The platform learns what roles the user has from a Role Provider. It interacts with the role provider at runtime, to establish sessions for end users.

  • An Asset has roles
  • A Customer has authServices
  • A Role has an AuthService
  • An AuthService has a RoleProvider

There are three Role Providers included with the platform at present.

The OIDC Role Provider

The system that knows who the user is, and can tell the platform what roles the user has, is your user store. The platform implements a simple protocol to interact with your user store and acquire roles for a user. It then compares the roles the user has with the roles defined for an asset, to decide whether the user can see the asset.

The OIDC Role Provider is the bridge between the platform and your source of user information, authentication, and authorisation. The platform arranges for the user to establish an active relationship with the Role Provider. The Role Provider can then tell the platform what roles that user has.

It doesn't matter what those roles mean, or how the Role Provider decided they were appropriate for the user. They might be fixed - this user is faculty, so can see images that require the "faculty" role. Or they might be transient - this user is in the "temporary-lesson" role for two hours only. The platform doesn't need to know any of these details, they are delegated to the Role Provider.

The Role Provider doesn't authorise platform requests: it gives the platform the information it needs to authorise requests. The platform talks to the role provider to establish a session, but thereafter can authorise requests autonomously for the lifetime of the platform session. This is essential for performance, especially for image tile requests.

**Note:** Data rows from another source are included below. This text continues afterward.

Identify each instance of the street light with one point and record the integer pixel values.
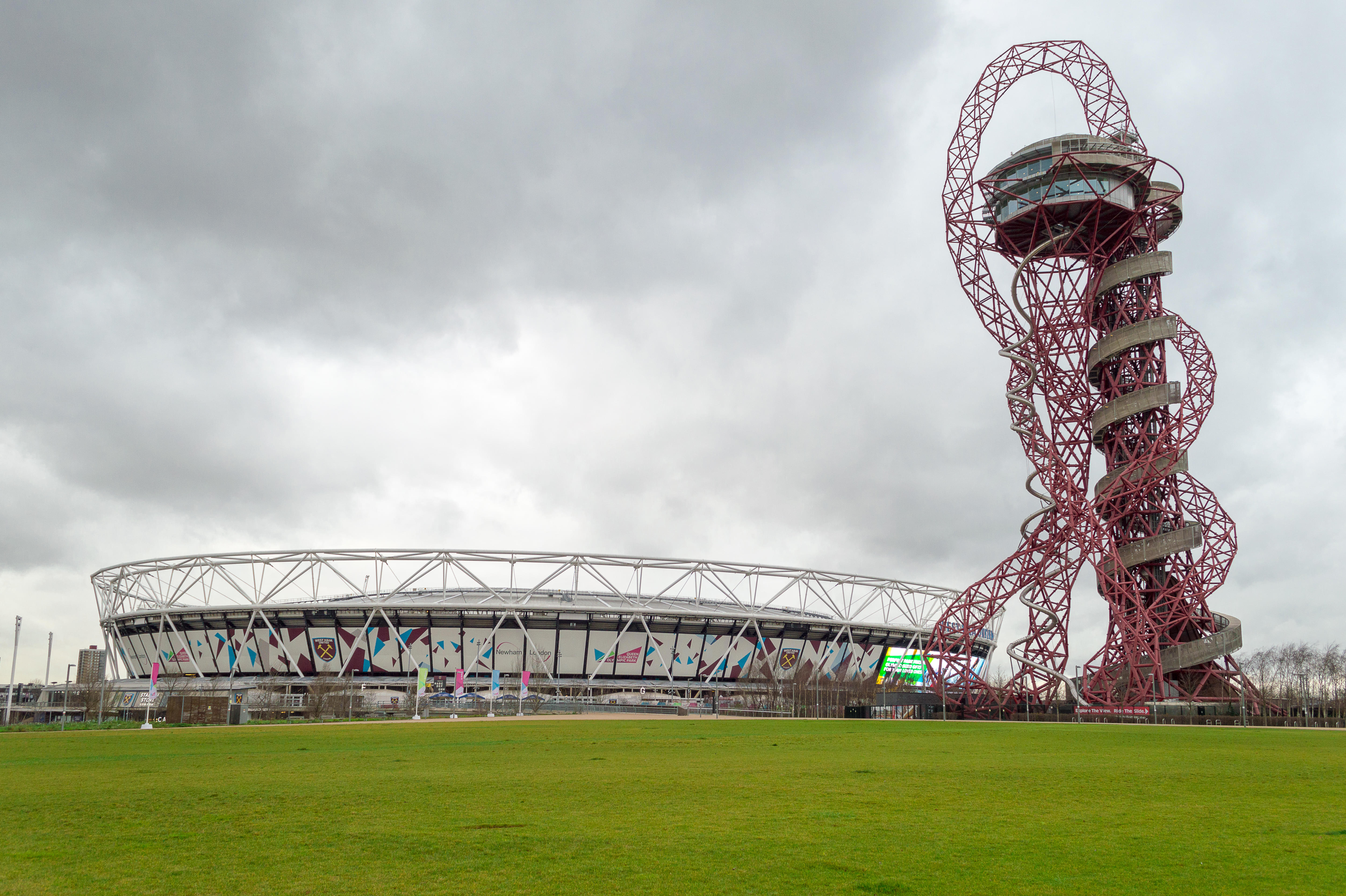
(67, 705)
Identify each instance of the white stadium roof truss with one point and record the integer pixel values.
(508, 580)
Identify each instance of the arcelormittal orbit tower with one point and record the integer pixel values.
(1080, 219)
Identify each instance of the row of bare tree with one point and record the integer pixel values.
(1302, 675)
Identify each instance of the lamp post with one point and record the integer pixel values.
(65, 707)
(9, 700)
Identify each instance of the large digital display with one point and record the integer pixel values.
(904, 666)
(901, 666)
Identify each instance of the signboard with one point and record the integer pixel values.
(905, 666)
(633, 656)
(901, 668)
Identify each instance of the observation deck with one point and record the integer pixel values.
(1069, 181)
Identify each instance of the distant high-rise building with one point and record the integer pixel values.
(93, 662)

The OIDC Role Provider uses OAuth2 and OIDC. If your user store already implements these, it may be possible to just plug it in directly and use configuration to define endpoints, and mappings between OIDC claims and the role URIs you're registering your assets with. If you have some other system, you might need to implement a bridge, so that the platform can speak to it using OAuth2 and OIDC, and your bridge speaks to the platform. This process can be greatly simplified with commercial services like Auth0.

The Clickthrough Role Provider

The platform can enforce clickthrough access control without further integration, as it does not need to know the identity of the user. It just needs to establish a session for them, and ensure they have accepted any clickthrough terms of use, or read a content-advisory notice.